For the past year in Australia, the particular woman on fire has been an actress named Eryn Jean Norvill — someone who never wanted to come forward at all. In late 2017, two front-page articles in The Daily Telegraph reported on Rush’s “inappropriate behaviour” during a 2015-16 production of “King Lear” by the Sydney Theatre Company. The paper, which memorably dubbed Rush “King Leer,” didn’t name the young actress who claimed he had harassed her. Rush adamantly denied the allegation and accused the paper of making “false, pejorative and demeaning claims.” He sued the publisher, Rupert Murdoch’s Nationwide News, and the articles were removed from the paper’s website.

When Nationwide News submitted its defense, it identified the actress as Norvill, who played Cordelia opposite Rush, and her name became a matter of public record. And so for the past several months, Norvill has been in the headlines as a leading witness in the case, despite the fact that she had complained to the theater company about Rush’s behavior informally and confidentially. “What mattered to The Daily Telegraph here was their front page. She didn’t matter,” David Marr, a journalist for The Guardian, told me. Still, we have learned much from Norvill’s testimony.

She said that she felt variously “trapped,” “frightened,”“shocked” and “confused” during the play’s run. She claimed Rush “deliberately” touched her breast onstage, sent her suggestive text messages, called her “yummy” and more. “I was at the bottom of the rung in terms of hierarchy and Geoffrey was definitely at the top,” she told the court. “I wanted to be a part of his world and we were also playing father and daughter. I felt as though if I was to speak or reprimand his behaviour, I would jeopardise the relationship, that tenderness, the closeness that is needed in those two roles.” “I had the least power,” she said. “What was I supposed to do?”

Losing friends

Last month, nearly a year since Rush filed suit against Nationwide News, the court finished hearing arguments in the defamation case. The judge is supposed to deliver his decision in the new year. Back when the case began, Stone said she “swore I would never come forward.
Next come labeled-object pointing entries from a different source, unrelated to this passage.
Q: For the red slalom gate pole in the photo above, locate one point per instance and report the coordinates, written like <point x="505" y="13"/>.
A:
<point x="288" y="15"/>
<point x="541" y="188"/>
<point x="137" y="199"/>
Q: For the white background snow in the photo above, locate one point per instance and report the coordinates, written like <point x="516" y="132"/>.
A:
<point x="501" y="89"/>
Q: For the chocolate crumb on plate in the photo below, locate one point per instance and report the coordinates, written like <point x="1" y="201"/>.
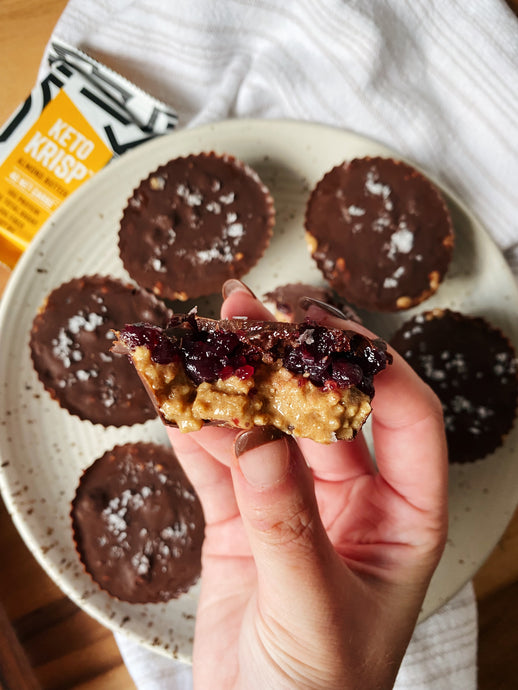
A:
<point x="380" y="232"/>
<point x="304" y="379"/>
<point x="70" y="340"/>
<point x="193" y="223"/>
<point x="138" y="524"/>
<point x="471" y="366"/>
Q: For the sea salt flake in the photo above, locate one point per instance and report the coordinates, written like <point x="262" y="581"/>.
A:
<point x="401" y="241"/>
<point x="461" y="404"/>
<point x="392" y="281"/>
<point x="141" y="563"/>
<point x="235" y="230"/>
<point x="213" y="207"/>
<point x="88" y="323"/>
<point x="190" y="197"/>
<point x="227" y="198"/>
<point x="375" y="187"/>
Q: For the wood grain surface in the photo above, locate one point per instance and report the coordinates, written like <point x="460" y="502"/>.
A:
<point x="45" y="640"/>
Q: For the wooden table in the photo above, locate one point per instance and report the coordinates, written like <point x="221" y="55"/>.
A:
<point x="56" y="645"/>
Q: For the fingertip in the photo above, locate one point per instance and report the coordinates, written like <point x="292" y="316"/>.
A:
<point x="239" y="300"/>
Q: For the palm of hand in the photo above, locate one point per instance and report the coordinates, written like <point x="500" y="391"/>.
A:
<point x="379" y="537"/>
<point x="332" y="599"/>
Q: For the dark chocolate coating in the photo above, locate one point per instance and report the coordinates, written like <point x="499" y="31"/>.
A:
<point x="471" y="366"/>
<point x="138" y="524"/>
<point x="383" y="233"/>
<point x="70" y="348"/>
<point x="194" y="223"/>
<point x="286" y="299"/>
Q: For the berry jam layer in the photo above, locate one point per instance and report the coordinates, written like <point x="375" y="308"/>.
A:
<point x="304" y="379"/>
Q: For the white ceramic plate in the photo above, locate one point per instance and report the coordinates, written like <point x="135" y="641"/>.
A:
<point x="44" y="450"/>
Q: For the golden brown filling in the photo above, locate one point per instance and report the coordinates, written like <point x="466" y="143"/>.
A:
<point x="272" y="396"/>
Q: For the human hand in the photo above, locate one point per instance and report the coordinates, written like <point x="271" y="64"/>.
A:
<point x="315" y="562"/>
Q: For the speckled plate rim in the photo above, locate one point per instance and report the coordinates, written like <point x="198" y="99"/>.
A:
<point x="291" y="157"/>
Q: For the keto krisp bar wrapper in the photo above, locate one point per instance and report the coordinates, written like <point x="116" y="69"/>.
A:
<point x="81" y="116"/>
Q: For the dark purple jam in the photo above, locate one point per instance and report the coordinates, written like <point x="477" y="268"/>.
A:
<point x="211" y="355"/>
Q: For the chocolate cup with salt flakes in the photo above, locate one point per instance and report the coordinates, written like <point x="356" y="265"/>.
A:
<point x="193" y="223"/>
<point x="138" y="525"/>
<point x="471" y="366"/>
<point x="380" y="232"/>
<point x="70" y="341"/>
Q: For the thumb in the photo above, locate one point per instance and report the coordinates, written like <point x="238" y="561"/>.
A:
<point x="276" y="497"/>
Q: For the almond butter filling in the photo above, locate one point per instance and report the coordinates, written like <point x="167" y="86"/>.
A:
<point x="272" y="396"/>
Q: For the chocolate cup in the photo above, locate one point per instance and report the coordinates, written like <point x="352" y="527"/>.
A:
<point x="194" y="223"/>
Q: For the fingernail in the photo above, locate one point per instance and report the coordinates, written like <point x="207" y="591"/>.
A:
<point x="306" y="302"/>
<point x="268" y="467"/>
<point x="234" y="285"/>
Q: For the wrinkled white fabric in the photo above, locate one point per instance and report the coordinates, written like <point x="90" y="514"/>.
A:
<point x="434" y="80"/>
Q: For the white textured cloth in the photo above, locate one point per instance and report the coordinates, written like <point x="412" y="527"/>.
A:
<point x="436" y="80"/>
<point x="440" y="656"/>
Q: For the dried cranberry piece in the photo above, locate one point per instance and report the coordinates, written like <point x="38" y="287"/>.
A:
<point x="301" y="360"/>
<point x="211" y="356"/>
<point x="346" y="373"/>
<point x="160" y="347"/>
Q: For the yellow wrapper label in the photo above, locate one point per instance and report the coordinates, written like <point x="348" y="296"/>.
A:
<point x="57" y="154"/>
<point x="79" y="117"/>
My intention was to keep it private.” Instead of going public, Stone wrote the actor an email on December 11, 2017. Subject line: “Challenging times.” The email is self-aware and generous. “I’m sure that this moment is extremely challenging and my thoughts these last few weeks have come to you many times.

I hope you are OK. I worry about you, about Jane and the kids,” it begins, and then goes on to tell him that she was made uncomfortable by him during the play. “In the name of years of friendship I wanted to share with you what I have always been afraid to say,” she wrote. “I hope it’s possible for you to receive this in the spirit that it is meant. With a view towards healing.”

She never heard back

Now, she said, “I feel a responsibility to speak, but I know it will cost me friendships.” She hates the idea of hurting a mentor, someone who even helped her get a visa to work in the United States by writing a letter on her behalf. “If Geoffrey had written back and said I’m sorry and offered to work with me to inspire positive change in our industry, it may have transformed both of our lives for the better,” she said. “I despair that I am now in this situation.” And yet, Stone adds, “I do believe it’s a matter of significance to the public.”

“I also understand it might be confusing and look strange that I maintained a friendship with someone for so long who treated me in a way that made me feel uncomfortable. But there is the reality of professional influence and the reality of a complicated friendship, which ultimately was corroded by a sexual dynamic. But it was still a friendship.” Stone remains sympathetic to Rush, in a way. “The current system is built around the very famous and talented such that there is a lot of yes. There is not a lot of no. And that can encourage certain behaviours and that can happen incrementally over time to the point where a person may have not heard the word no in a long time. And it might not be their fault,” she said.

“We need compassion for that confusion.” Again and again, she returned in our conversations to the themes of compassion and change. “The possibility of redemption must always be on the table,” she said. “Not all #MeToo stories are the same. Each dynamic is different. For some, a criminal process is essential. In my case, I’m not interested in punishment. I am looking to change my industry and to work towards healing and growth.” That healing, however, is only possible when the truth is recognised — when inappropriate behaviour is not waved away because the rehearsal room is somehow unique as a “place of play and experiment,” as the director, Armfield, said on Australia’s “Q and A” television programme in October.

Some things are straightforward

“I’ve been in that particular dressing room in Sydney on many occasions with many wonderfully talented actors and many wonderfully talented clowns,” Stone told me. “And people have made me belly laugh till I couldn’t breathe.”